Sidebar - I swung by Trader Joe’s after work to pick up a few things to make my Caponata. Can I tell you? It’s more happening than the local bar on a Friday night. There are some seriously beautiful people frequenting Trader Joe’s after 5. Trader Joe should consider diversifying from amazing grocer to amazing matchmaking service. Seriously. I’m not even kidding. Love at first sight over organic baby arugula? Believe it. I fell in love at least twice while I was there.

Not only will you be rewarded with amazing Caponata if you make it on your own, but if you venture to your local Trader Joe’s to pick up ingredients you may find the love of your life! Isn’t that motivation enough to try this???

I think so…and here’s my recipe for it. Cute boy (or girl) not included.

Makes approximately 4 cups

1 medium size eggplant – chopped
4 to 6 stalks celery - chopped
2 medium sized onions chopped – white or red – doesn’t matter
2 medium yellow squashes sliced
1 6oz can of tomato paste**
3 plum tomatoes – chopped**
1/3rd cup green olives drained and roughly chopped
4 tablespoons olive juice – I love olives. Purely optional. ***
1/3rd cup capers
¼ cup red wine vinegar or white wine vinegar
¼ cup balsamic vinegar (My secret ingredient. So good!)
½ cup golden raisins – I was a bit generous here because I love raisins. Your call.
Olive oil
1½ cups water
Salt – to taste. I find myself putting in 1 tablespoon.
Sugar – to taste. I find myself putting in at least 2 tablespoons.
Red pepper flakes – I like heat. Your call.

Before we begin, let me say that I would recommend you use a nonstick pan if you have one. Eggplant sticks and requires a lot of oil. A nonstick will make life easier when sautéing the eggplant and will keep you from using up all of your olive oil.

In the nonstick pan pour in oil to coat the bottom of pan. Heat up oil over high heat and add celery and onions. Lower heat to medium high and sauté until onions and celery start to brown. Remove from pan.
Add more oil if necessary and add eggplant. Saute until eggplant is browned nicely. Remove from pan.
Add more oil if necessary and add squash. Saute until nicely browned.
Add back into pan eggplant, celery and onion. Add olives, olive juice, capers, raisins, sugar and salt. Stir.
Add balsamic vinegar, red wine vinegar, tomatoes, tomato paste and water. Slowly stir and mix everything together. Once Caponata starts to boil, lower heat and cover. Let simmer for 30 to 45 minutes – or until the Caponata has reduced down to your desired consistency. Make sure to stir in between and taste along the way. Adjust salt and sugar as needed while it simmers away.

Once Caponata is prepared to your liking, remove from heat and let cool. I placed mine in a Pyrex dish right away and let sit uncovered for a bit so it could cool down. Make sure to put it in the fridge once it is cooled down. It will last you approximately one week. Caponata does get better with each passing day. I, of course, inhaled a good bit right away but did manage to save a bit for tomorrow. Can’t wait!!!
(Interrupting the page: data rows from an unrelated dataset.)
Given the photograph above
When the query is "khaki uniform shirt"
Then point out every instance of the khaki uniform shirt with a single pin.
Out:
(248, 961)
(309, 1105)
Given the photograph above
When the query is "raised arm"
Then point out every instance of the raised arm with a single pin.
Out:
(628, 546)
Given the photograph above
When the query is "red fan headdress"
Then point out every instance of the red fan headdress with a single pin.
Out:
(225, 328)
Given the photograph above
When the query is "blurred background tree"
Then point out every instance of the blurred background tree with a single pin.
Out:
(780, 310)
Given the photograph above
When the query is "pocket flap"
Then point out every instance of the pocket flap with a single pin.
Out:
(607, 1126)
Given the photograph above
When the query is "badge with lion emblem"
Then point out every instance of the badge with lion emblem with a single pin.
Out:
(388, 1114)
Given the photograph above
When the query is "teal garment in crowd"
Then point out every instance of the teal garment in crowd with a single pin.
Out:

* My evil fridge. I didn’t check my fridge setting until it was too late. I bought the most beautiful head of romaine lettuce at the farmers market on Saturday. I opened my fridge after getting back from Virginia Sunday night and gasped in horror. My Romaine had been murdered. The fridge had killed it. Only then did I notice that my fridge was set to the coldest setting. I’ve been messing with it every since trying to get it to the right temp which is hard because the settings are 1 through 9. What the hell is that? How cold is 9? How cold is 1? Grr…Currently I have it at 7. This is why I had to use the yellow squash in my recipe. I had to save it before the evil fridge did away with it.

**Most recipes call for a big can of peeled tomatoes – 15oz I think. I did not have any on hand but did have plum tomatoes and tomato paste so made the best of it. Turned out wonderfully!

***As I was merrily chopping up my olives I realized I had a bottle of wine in the fridge. And I could drink it! Because I am a big girl. Funny how the olives got me to think about the alcohol. Oh my pretty little subconscious. Always coming up with clever associations. The wine I sipped on as I cooked away was a Rene Barbier Mediterranean White Catalunya. It’s clean, crisp and perfect to sip on as you slave away over the hot stove or bask in the summer sun. Thanks to my lovely O for the recommendation!